LANCIANO. Chiedono di far restituire i soldi ai cittadini "indebitamente percepiti dalla Sasi per la depurazione che non c'è stata" le sette associazioni cittadine (Associazione culturale Giako, Fai delegazione di Lanciano, Ilaria Rambaldi Onlus, Associazione culturale Sant'Egidio, Pro Loco Lanciano, Cittadini in Azione e “Tradizionando ieri oggi e domani”) costituitesi in una class action contro la società che gestisce il servizio idrico integrato in 92 comuni della provincia di Chieti. Il ricorso legale da parte delle associazioni, che non escludono una denuncia per truffa e una alla Corte dei conti a carico degli amministratori della Sasi, nasce a seguito del sequestro da parte della Procura di Lanciano di 12 depuratori del frentano a causa di malfunzionamento e di una «gravissima, pervicace e dolosa gestione degli impianti».

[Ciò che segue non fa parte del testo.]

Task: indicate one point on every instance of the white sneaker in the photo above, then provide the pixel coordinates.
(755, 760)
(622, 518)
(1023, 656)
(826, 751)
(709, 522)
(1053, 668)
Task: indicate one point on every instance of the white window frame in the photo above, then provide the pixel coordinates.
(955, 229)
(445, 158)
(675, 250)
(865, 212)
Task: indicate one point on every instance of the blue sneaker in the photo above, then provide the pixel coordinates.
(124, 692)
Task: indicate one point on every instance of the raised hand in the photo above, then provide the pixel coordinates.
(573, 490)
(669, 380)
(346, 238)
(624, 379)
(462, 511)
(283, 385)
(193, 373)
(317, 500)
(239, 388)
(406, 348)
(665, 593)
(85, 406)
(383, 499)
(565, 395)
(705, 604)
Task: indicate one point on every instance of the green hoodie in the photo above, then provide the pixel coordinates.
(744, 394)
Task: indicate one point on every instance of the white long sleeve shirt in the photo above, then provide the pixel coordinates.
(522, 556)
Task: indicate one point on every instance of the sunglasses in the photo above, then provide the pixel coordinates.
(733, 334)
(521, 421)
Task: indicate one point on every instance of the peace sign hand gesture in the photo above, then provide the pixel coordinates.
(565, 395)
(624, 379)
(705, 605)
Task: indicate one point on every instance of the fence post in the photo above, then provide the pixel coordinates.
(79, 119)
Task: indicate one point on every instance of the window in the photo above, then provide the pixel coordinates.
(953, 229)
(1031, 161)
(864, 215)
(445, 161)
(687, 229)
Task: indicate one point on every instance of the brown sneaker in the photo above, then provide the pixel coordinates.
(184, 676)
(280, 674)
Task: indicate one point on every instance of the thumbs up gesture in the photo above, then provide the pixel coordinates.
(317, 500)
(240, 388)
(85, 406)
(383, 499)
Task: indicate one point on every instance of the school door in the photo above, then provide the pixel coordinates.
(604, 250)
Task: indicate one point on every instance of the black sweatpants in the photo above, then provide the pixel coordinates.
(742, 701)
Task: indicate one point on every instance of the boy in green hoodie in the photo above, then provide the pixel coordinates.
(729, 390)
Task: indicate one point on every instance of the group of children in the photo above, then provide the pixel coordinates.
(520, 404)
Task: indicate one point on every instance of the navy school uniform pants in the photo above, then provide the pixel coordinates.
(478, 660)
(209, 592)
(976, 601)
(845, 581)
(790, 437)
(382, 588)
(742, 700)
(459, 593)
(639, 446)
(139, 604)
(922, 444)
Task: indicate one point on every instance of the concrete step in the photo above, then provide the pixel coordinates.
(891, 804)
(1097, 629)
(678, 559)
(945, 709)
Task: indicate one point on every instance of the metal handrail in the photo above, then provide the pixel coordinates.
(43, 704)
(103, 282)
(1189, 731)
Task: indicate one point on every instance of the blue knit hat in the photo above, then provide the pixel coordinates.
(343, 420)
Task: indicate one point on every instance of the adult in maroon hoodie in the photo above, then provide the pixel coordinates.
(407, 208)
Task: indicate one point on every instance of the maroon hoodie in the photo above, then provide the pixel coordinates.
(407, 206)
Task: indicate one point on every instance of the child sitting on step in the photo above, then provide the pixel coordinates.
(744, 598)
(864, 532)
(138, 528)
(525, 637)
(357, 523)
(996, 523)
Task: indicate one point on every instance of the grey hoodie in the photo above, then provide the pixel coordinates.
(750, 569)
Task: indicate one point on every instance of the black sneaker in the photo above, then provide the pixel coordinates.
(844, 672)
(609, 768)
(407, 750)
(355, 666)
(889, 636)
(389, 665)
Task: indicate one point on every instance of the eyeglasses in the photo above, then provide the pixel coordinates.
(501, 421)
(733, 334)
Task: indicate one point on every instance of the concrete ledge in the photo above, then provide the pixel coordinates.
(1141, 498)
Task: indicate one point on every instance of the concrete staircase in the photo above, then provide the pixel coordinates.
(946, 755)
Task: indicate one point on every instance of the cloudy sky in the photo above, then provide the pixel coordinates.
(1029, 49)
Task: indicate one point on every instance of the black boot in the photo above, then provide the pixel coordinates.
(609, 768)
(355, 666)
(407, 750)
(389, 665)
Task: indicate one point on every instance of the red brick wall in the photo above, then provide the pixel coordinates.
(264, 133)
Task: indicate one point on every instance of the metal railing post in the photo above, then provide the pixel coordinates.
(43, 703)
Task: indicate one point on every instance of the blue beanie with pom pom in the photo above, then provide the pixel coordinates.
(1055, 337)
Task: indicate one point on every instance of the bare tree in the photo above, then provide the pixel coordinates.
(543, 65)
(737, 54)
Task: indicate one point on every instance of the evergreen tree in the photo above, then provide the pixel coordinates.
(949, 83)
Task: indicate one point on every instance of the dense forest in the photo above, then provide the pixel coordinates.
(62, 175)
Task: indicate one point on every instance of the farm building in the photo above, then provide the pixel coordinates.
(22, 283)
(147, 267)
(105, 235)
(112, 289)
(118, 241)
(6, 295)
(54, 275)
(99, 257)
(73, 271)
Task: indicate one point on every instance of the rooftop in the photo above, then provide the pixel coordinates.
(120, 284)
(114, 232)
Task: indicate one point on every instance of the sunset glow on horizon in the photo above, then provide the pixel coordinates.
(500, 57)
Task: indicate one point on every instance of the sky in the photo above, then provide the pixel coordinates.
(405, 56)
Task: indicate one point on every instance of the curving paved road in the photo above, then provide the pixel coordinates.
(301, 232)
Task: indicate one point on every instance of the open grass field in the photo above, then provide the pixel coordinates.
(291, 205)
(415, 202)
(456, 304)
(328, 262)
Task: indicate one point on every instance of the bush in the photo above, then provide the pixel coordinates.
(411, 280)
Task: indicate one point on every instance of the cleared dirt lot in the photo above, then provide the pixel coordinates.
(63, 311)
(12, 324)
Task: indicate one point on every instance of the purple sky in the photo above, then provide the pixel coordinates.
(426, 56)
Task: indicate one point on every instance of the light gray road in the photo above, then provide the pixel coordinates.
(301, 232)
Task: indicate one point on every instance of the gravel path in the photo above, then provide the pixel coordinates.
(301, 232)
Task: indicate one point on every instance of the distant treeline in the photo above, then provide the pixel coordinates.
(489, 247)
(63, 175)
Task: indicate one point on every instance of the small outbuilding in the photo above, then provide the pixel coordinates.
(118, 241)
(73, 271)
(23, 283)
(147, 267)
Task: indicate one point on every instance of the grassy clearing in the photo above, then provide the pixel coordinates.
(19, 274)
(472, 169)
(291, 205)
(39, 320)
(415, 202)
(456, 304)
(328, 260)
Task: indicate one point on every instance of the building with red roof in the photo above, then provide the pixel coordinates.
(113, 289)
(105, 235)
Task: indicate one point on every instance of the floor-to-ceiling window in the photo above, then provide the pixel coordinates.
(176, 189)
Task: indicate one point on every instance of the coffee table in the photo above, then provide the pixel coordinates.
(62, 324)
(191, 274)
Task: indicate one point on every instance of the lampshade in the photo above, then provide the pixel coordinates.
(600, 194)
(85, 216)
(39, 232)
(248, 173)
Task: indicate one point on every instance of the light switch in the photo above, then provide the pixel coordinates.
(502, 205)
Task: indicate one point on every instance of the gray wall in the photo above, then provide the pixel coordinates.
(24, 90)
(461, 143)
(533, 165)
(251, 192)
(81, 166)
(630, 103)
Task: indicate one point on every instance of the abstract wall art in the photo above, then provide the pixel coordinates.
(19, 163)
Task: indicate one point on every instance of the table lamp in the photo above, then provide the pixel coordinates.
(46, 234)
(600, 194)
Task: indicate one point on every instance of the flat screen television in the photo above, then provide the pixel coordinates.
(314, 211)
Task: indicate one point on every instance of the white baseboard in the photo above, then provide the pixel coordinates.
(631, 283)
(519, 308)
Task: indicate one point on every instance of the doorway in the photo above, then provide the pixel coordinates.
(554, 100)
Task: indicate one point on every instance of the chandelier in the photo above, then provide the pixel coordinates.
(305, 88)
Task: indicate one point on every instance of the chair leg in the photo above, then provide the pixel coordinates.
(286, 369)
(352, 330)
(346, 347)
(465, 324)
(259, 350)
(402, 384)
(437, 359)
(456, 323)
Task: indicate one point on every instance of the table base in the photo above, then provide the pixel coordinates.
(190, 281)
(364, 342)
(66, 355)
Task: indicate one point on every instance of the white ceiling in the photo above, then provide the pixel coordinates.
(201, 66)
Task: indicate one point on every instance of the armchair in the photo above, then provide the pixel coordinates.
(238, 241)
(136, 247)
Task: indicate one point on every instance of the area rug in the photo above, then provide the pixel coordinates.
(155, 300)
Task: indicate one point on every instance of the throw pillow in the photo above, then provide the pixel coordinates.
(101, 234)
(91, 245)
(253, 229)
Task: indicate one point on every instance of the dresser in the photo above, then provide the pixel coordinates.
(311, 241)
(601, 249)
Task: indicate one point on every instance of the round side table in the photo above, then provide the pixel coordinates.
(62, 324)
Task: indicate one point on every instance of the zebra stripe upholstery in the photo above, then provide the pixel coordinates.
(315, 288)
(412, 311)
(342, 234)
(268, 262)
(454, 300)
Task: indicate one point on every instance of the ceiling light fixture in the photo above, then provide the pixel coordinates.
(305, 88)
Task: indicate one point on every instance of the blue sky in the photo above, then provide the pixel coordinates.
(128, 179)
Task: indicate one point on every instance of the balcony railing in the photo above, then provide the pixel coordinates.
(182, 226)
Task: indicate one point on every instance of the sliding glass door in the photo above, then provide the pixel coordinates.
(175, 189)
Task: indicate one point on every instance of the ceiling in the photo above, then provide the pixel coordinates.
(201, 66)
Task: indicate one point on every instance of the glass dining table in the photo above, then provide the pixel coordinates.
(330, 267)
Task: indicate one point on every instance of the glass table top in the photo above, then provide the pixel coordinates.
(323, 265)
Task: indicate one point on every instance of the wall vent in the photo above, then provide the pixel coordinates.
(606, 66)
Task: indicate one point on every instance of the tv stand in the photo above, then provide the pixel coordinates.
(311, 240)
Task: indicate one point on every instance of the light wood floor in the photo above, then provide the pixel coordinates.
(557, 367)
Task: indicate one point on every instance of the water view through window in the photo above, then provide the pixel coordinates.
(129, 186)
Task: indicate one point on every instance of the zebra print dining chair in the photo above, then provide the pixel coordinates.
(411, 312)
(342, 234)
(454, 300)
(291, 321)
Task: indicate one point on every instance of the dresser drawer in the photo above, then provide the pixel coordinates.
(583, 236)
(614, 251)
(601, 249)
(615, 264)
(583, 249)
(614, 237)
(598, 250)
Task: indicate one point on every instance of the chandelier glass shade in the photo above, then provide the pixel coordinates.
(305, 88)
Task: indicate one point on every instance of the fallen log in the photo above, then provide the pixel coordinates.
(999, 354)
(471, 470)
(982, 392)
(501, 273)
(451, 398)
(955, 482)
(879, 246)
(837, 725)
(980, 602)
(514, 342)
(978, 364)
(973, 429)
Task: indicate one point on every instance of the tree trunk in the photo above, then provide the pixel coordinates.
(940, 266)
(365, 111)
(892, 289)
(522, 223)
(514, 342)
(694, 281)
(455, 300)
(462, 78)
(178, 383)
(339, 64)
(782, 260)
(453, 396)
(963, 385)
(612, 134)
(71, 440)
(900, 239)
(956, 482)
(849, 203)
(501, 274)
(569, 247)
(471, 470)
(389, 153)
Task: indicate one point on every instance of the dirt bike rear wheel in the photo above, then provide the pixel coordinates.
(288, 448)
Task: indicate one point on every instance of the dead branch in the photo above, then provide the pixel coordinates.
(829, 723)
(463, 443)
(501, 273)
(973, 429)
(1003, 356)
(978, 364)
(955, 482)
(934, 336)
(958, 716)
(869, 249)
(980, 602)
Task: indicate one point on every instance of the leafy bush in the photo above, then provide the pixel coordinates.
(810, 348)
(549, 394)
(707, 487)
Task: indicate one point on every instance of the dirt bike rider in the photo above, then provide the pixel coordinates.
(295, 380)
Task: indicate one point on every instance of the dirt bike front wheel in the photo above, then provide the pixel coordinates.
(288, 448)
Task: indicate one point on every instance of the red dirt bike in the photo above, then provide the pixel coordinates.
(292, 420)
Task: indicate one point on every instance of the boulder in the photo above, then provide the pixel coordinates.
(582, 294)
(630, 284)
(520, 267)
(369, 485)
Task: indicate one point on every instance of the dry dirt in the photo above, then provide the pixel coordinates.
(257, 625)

«Al sequestro dei 12 impianti di depurazione di scarichi di acque reflue della Sasi spa», scrivono in un documento le associazioni, «non sono seguiti sviluppi tendenti alla normalizzazione dei preoccupanti fatti ambientali rilevati dalla magistratura: gli impianti di depurazione, ancora sotto sequestro, sversano in mare acque non depurate a norma nel mare della Costa dei Trabocchi e il danneggiamento delle acque di pubblico demanio ha provocato alterazioni tali da causare danni gravi all’ecosistema e la non balneabilità di alcuni tratti del mare Adriatico dove sfociano i fiumi in cui confluiscono liquami e scarichi».

Di qui l’idea di una class action e la disponibilità da parte delle associazioni a «raccogliere le adesioni di tutti i cittadini che vorranno recuperare gli importi per la depurazione, indebitamente percepiti dalla Sasi». (d.d.l.)